SRX

 View Only
last person joined: yesterday 

Ask questions and share experiences about the SRX Series, vSRX, and cSRX.
  • 1.  SkyATP

    Posted 11-22-2023 10:23

    Hello, 

    We currently have SkyATP up and running and I've discovered the "Third Party Threat Feeds" features with various updated IP lists.

    We would like to activate it to block traffic coming from IPs or links present in these lists to our equipment behind our firewall.

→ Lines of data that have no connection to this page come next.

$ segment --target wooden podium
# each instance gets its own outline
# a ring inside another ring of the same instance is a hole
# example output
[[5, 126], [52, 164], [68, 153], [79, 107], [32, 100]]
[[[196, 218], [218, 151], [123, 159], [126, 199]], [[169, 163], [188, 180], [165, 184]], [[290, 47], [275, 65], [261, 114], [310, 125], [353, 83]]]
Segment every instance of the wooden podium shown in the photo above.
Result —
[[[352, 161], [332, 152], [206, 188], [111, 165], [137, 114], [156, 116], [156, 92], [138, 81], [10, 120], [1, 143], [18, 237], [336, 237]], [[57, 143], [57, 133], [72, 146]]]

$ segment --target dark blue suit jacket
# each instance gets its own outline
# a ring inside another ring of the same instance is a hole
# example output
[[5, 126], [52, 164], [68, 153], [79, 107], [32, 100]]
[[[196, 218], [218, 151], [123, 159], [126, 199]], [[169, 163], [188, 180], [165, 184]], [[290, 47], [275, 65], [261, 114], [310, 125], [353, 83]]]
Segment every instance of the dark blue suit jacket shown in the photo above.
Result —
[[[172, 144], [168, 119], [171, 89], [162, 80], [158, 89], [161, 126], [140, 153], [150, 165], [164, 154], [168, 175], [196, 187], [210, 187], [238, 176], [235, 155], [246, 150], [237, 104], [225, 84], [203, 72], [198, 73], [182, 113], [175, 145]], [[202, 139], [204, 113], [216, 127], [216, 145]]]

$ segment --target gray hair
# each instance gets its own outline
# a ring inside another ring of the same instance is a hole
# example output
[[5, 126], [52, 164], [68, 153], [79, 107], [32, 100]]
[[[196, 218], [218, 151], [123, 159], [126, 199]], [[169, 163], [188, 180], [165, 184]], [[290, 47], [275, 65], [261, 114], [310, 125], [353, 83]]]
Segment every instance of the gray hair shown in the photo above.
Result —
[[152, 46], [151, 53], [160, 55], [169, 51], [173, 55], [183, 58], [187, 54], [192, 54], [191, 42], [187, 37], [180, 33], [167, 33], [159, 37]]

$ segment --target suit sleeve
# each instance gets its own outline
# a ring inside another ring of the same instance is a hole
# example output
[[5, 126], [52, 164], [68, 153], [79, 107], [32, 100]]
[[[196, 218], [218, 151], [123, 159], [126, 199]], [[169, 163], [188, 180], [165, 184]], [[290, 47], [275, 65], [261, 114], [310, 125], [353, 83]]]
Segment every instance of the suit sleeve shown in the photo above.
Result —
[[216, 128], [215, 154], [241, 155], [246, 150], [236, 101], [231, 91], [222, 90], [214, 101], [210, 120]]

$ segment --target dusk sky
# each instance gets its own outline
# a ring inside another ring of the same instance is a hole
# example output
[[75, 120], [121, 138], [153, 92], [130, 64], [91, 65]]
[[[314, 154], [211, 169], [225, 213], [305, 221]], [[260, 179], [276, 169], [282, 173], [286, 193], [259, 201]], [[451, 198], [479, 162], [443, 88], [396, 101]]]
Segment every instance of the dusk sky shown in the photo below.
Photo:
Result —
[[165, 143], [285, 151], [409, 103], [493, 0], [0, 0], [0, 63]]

    We've already activated "set services security-intelligence profile CC-profile category CC" but we can't figure out how to activate it, or even if we need to configure anything on our firewalls to activate the features ticked off in the screenshot below. And if it's activated simply by ticking the box, how can we be sure it's working? 

    Regards,



  • 2.  RE: SkyATP

    This message was posted by a user wishing to remain anonymous
    Posted 11-23-2023 14:48
    This message was posted by a user wishing to remain anonymous

    Please see this document on SecIntel configuration.

    https://www.juniper.net/documentation/us/en/software/sky-atp/help/sky-atp/topics/concept/sky-atp-integrated-feeds.html




  • 3.  RE: SkyATP

    Posted 11-24-2023 06:10

    Hello, 

    Thank you for your feedback, I did have this link. 

    However, the documentation doesn't mention the configuration to activate "Block List" or "DShield" for example. We already have a functional configuration for CC and Infected Hosts but I would like to know if simply activating the checkbox on SkyATP takes into account the "Block List" or "DShield" lists. 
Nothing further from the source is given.